Another test-tube study from Thailand showed that gooseberry helped inhibit the growth of human lung, liver, breast, ovarian, cervical and colorectal cancer cells. Additionally, gooseberries are also high in phytochemicals and antioxidants. These compounds help neutralize harmful free radicals and may be linked to a decreased risk of cancer.
Studies show that gooseberries may be able to help you maintain normal blood sugar levels thanks to their high fiber and antioxidant content.
Fiber slows the absorption of sugar in the bloodstream and can help prevent spikes and crashes in blood sugar levels. Gooseberries have also been shown to prevent high blood sugar and reduce the risk of diabetes complications like kidney damage or nerve damage as a result of uncontrolled blood sugar levels.
Gooseberries have a natural laxative effect and can help encourage regular bowel movements and prevent constipation.

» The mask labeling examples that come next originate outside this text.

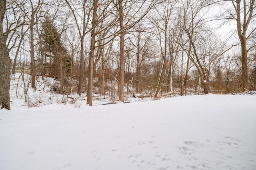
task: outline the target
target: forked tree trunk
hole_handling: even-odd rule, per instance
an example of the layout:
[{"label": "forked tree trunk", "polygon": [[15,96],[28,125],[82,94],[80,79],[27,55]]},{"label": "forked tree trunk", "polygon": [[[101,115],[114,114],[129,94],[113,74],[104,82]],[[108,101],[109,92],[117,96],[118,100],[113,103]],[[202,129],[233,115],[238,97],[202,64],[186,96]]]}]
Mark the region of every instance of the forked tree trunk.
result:
[{"label": "forked tree trunk", "polygon": [[[118,0],[119,22],[120,29],[123,29],[124,14],[122,5],[122,0]],[[120,34],[120,66],[119,67],[119,101],[124,102],[124,32],[122,31]]]},{"label": "forked tree trunk", "polygon": [[83,71],[84,70],[84,36],[82,37],[82,41],[81,41],[81,50],[80,51],[80,64],[79,66],[79,77],[78,79],[78,93],[81,96],[82,93],[82,82],[83,77]]},{"label": "forked tree trunk", "polygon": [[35,53],[34,45],[34,13],[32,12],[30,24],[30,66],[31,66],[31,87],[36,89],[36,65],[35,64]]},{"label": "forked tree trunk", "polygon": [[10,110],[10,86],[11,60],[6,45],[6,37],[4,35],[3,20],[6,11],[6,0],[0,0],[0,105],[1,109]]},{"label": "forked tree trunk", "polygon": [[91,37],[91,45],[89,60],[89,79],[88,81],[88,89],[87,90],[87,101],[86,104],[90,106],[92,105],[92,82],[93,79],[93,65],[95,50],[95,27],[97,22],[97,8],[98,0],[93,0],[93,14],[92,15],[92,23]]},{"label": "forked tree trunk", "polygon": [[242,52],[242,90],[248,88],[248,66],[247,65],[247,49],[246,39],[241,41]]}]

This is because they are high in fiber, which moves slowly through the gastrointestinal tract undigested, adding bulk to stool and easing its passage.
Studies show that increasing fiber intake from foods like gooseberry can help increase stool frequency. Other natural constipation relief remedies include staying well-hydrated, minimizing your intake of highly processed foods, and eating plenty of fruits, vegetables, legumes, seeds and nuts.
While inflammation can be beneficial and is a normal immune response to injury, chronic inflammation is at the root of most diseases and has been linked to conditions like cancer, heart disease and diabetes.
Research has found that Indian gooseberry can help reduce inflammation. A test-tube study published in the British Journal of Nutrition showed that amla extract decreased the levels of pro-inflammatory markers in human cells.
The antioxidants found in amla may also help reduce inflammation by neutralizing free radicals and preventing oxidative damage to cells.
Whether you realize it or not, some of the products you use on your hair and skin may already contain Indian gooseberry. For centuries, gooseberries have been used to improve the health of skin and hair, and now several recent studies have confirmed these powerful benefits.
One study out of Japan, for instance, found that amla extract helped increased production of collagen, the protein that is responsible for providing youthfulness and elasticity to the skin. Another animal study out of the Gill Heart Institute’s Division of Cardiovascular Medicine at the University of Kentucky found that Indian gooseberry extract helped speed up wound healing in rats.
In terms of hair health, one animal study even found that applying amla oil to rabbit fur significantly increased growth. Additionally, gooseberry is high in vitamin E, a nutrient that has been shown to protect the skin and enhance hair growth.
Some studies have shown that gooseberries contain gastroprotective effects and may help keep your digestive system working efficiently while preventing problems like gastric ulcers.
An animal study in Phytomedicine reported that giving rats amla extract blocked the development of stomach lesions, decreased gastric secretions and protected against injury to the lining of the stomach. Another animal study had similar findings and noted that giving rats amla extract helped heal and protect against stomach ulcers.
Gooseberry is also high in fiber, which can promote regularity and get things moving to prevent issues like constipation.
Research has unearthed some surprising findings when it comes to the effects of Indian gooseberry on brain function.
A 2016 study, for instance, found that treating rats with gooseberry extract increased memory retention and antioxidant levels and also decreased levels of acetylcholinesterase, an enzyme associated with Alzheimer’s disease.
Another study combined gooseberry with heart-leaved moonseed and found that it improved measures of learning and memory in rats.